A Look at the 5 C’s of credit
Ever wondered how lenders go about determining whether a person should be extended credit or not? Well, it all boils down to creditworthiness and lenders make use of the 5 C’s of credit to weigh the characteristics or rather determine how viable a given borrower is to be given credit. That said, an understanding of the 5 C’s of credit gives you a clear picture of how you will be evaluated and better still help you understand what you need to work on to improve your future chances of being advanced credit.
It is imperative to note that this particular form of borrower evaluation is all inclusive and incorporates both quantitative and qualitative measures. These entail lenders looking at income statements, credit reports, credit score as well as any other relevant borrower financial information instrumental in making an informed decision.
Loosely referred to as a credit history, your character is all about your reputation and track record in paying off your debts. Do you repay your debts in time? How trustworthy are you when extended credit? Your credit history gives your lender with sufficient information on your behaviour as a person in relation to your track record in repaying your debt. The better your credit history, the higher your chances of approval for credit.

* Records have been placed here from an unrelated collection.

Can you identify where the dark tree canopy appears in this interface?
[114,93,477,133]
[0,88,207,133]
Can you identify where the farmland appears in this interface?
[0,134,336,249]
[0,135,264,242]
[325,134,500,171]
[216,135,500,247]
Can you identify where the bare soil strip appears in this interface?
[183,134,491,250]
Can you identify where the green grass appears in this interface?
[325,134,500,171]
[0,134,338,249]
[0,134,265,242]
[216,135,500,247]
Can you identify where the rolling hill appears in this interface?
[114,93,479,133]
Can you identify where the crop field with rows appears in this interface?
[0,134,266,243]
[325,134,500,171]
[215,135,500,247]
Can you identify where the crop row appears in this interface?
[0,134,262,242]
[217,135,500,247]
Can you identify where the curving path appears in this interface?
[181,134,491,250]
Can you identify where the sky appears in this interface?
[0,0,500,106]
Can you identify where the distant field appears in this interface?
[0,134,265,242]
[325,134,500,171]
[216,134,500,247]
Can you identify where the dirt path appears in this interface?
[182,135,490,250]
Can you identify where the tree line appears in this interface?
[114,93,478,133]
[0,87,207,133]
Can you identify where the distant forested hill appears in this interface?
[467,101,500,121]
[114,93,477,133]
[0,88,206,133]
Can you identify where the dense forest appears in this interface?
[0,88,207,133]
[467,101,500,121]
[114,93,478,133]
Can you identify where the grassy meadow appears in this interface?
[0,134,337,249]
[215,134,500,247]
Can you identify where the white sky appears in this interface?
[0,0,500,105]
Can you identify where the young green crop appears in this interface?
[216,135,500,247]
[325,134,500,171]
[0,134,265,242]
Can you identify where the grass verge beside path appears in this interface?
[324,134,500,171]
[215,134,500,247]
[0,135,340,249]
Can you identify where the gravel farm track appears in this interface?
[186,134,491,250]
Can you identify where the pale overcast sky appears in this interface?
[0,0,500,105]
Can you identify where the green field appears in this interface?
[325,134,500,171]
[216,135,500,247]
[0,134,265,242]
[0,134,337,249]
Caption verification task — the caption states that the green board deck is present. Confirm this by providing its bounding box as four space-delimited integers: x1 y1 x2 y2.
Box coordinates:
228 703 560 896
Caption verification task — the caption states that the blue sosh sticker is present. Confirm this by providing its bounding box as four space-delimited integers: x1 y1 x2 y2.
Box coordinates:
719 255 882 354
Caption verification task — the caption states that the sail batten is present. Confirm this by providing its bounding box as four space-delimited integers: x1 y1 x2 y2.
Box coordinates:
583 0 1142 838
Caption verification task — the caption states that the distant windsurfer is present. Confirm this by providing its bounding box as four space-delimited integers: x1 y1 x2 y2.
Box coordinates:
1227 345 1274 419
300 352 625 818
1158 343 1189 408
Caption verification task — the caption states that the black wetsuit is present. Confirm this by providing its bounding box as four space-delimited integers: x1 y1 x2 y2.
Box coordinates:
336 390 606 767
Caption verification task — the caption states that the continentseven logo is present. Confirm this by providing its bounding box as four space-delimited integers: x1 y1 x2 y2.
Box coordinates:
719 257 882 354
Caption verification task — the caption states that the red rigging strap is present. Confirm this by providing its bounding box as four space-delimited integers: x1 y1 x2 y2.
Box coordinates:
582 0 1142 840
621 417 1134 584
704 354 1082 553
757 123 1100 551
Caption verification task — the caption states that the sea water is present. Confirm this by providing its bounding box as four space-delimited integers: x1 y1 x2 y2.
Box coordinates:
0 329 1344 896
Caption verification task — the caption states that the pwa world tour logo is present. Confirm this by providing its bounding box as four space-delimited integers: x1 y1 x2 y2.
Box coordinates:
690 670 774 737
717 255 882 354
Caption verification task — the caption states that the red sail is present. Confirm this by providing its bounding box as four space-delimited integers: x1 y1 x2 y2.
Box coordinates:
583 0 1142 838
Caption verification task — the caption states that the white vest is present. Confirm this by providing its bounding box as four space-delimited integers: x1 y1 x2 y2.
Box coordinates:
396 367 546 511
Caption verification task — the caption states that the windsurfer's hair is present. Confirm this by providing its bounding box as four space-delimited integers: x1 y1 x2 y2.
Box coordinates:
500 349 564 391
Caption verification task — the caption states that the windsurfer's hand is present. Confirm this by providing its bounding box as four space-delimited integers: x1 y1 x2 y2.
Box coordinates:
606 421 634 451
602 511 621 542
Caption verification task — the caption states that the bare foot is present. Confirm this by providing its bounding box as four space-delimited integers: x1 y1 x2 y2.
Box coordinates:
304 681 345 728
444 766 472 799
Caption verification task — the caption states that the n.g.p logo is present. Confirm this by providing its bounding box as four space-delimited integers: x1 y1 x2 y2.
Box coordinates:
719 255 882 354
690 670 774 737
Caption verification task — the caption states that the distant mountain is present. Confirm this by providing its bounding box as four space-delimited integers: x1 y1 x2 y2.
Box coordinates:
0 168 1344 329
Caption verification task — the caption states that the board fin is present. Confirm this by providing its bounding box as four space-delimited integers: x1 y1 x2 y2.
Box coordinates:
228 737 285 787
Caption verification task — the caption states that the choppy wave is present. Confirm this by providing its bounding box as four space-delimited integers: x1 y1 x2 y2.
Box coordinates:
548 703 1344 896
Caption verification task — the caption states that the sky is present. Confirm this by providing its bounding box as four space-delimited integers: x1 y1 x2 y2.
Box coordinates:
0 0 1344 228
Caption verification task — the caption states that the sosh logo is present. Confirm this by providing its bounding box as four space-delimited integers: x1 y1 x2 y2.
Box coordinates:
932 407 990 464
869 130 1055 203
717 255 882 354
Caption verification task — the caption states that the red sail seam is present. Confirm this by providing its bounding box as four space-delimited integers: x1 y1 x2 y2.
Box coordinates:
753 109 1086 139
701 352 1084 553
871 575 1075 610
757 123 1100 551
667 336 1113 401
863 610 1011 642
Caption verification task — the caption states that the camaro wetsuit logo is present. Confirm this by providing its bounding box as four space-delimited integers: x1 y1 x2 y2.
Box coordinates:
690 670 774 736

Capacity in essence determines or rather measures the capability of a borrower to repay a loan. It is basically an assessment of a borrower’s income to debt ratio. In other words, the creditor makes an assessment of your income in comparison to your recurring debt. How stable is your current job? How long have you been in your current job? All these information is essential in determining a borrower’s capacity or rather ability to repay the loan.
When lenders assess your capital, they are basically assessing your net worth (Assets less liabilities). In other words, the lender assess your net assets less your net liabilities to determine how credit worthy you are.
Collateral is security of the borrower and refers to an asset that the lender has a right to repossess should the borrower be unable to repay the loan. It actually gives the lender confidence that in the unlikely event that a borrower can’t repay a loan, then their money is safe. Borrowers with collateral have a high chance of approval for a loan compared to borrowers without collateral.
Conditions simply refer to any circumstances that might in one way or the other impact the borrower’s ability to repay the loan. Lenders look at the prevailing economy, the viability of a borrowers business, the risks therein just to mention but a few.
To sum it up, while the above 5 C’s of credit form the bulk of the credit decisions lenders make, it is not uncommon for lenders to develop their own loan decisions. Being aware of what lenders look for make it simple for a person to put their house in order and improve their chances of getting access to credit when they eventually apply.